Entretanto, para os fãs do gênero, assistir à performance de seus músicos favoritos é uma experiência que fala a todos os sentidos. O golpe rítmico da baqueta anunciando o início iminente de uma música espalha arrepios pela nuca e pelos braços dos presentes. As guitarras e os baixos entram no palco e nos ouvidos. Explosões e fumaça causam sensações estéticas que esquentam a multidão. Começa a letra, finalmente, e o show se transforma em um rito, uma celebração, uma catarse para aqueles que se definem como adoradores do “deus metal”.
É neste instante preciso, quando ocorre a reunião de todos os presentes em torno de uma paixão comum, que os metaleiros ou headbangers (chamados assim por balançarem a cabeça durante os shows) concretizam a sua identificação como grupo.
Vários elementos culturais concorrem para a criação desse sentimento, inclusive a estética. para o universitário e headbanger Pedro Zambarda, os metaleiros curtem cabelos longos por esse ser um padrão que foge da normalidade e das convenções sociais. “Além disso, as roupas pretas transmitem uma rica cultura europeia, presente na música a que os fãs aderem”, diz o fã do lendário Ozzy Osbourne.
Ligados pela música Mas, apesar da ampla adesão a esse estilo de vestimenta, não é só de roupas pretas que se faz um headbanger. Fascinado por progressive metal, entre outros subgêneros do metal, o estudante Hugo Rosso conta que somente usa roupas pretas entre duas a três vezes por semana. “Tenho uma vasta coleção de camisetas brancas também”, conta, entre risadas.
Para Camilla Raven, vocalista e violinista da banda brasileira de gothic metal “RavenLand”, que já gravou seis álbuns e participou de nove coletâneas nacionais e internacionais, o que une os headbangers do mundo inteiro é a paixão pelo estilo de tocar e cantar metal, e não a cor da roupa ou maquiagem. “Compramos cd’s, vamos aos shows e tocamos para manter a chama do metal sempre acesa, pois as dificuldades ainda são inúmeras graças à existência de certa resistência cultural ao gênero no Brasil”, explica Camilla, que, além de cantora, cursa Administração e trabalha como headhunter em uma consultoria de RH em São Paulo. “Mas posso estar vestida de azul ou branco ouvindo death metal, isso não influencia em nada”, afirma.

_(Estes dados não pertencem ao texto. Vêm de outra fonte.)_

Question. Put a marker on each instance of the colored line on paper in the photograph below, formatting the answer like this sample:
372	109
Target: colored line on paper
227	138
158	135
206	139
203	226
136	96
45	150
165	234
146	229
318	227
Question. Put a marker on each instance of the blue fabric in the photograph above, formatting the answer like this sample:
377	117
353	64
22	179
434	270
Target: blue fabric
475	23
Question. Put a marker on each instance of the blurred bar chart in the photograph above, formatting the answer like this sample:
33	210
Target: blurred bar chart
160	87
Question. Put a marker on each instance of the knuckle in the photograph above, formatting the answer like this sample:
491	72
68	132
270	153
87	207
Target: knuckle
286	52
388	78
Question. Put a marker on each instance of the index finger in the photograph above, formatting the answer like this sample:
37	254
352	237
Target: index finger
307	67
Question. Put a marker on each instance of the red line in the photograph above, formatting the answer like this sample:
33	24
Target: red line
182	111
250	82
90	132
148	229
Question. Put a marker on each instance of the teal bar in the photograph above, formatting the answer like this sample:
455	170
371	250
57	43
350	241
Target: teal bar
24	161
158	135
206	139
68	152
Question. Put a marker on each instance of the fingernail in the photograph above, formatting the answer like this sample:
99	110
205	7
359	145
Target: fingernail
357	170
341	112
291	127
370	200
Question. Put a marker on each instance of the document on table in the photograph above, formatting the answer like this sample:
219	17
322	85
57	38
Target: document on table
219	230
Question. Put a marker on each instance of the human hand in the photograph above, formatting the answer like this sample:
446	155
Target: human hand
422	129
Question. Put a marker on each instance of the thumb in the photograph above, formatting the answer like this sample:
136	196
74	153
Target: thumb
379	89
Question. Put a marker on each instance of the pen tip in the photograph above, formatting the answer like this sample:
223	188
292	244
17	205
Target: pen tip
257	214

Além do preto É o caso de Andréa Ribeiro. A estudante conta que costumava se vestir de preto na adolescência, mas que atualmente não se sente mais à vontade para prosseguir com o hábito. “Hoje sou quase uma cientista formada e simplesmente não condiz mais com a minha idade nem com a posição no meio científico usar esse tipo de vestimenta. Já imaginou eu apresentando minhas pesquisas em congressos internacionais usando uma camiseta do Megadeth? Não dá mais”, conta a futura oceanógrafa, que curte ouvir thrash, progressive e folk metal.
Parecida é a situação de Marcio Lucca. Hoje empregado no setor de desenvolvimento de softwares, ele conta que já usou muito preto quando era mais novo, até que “um dia enjoou”. Apesar disso, o fã de Metallica e Slayer conta que ainda hoje carrega consigo um pouco do estilo estético ligado ao metal. “Mas nada mais que surpreenda velhinhas na rua”, garante.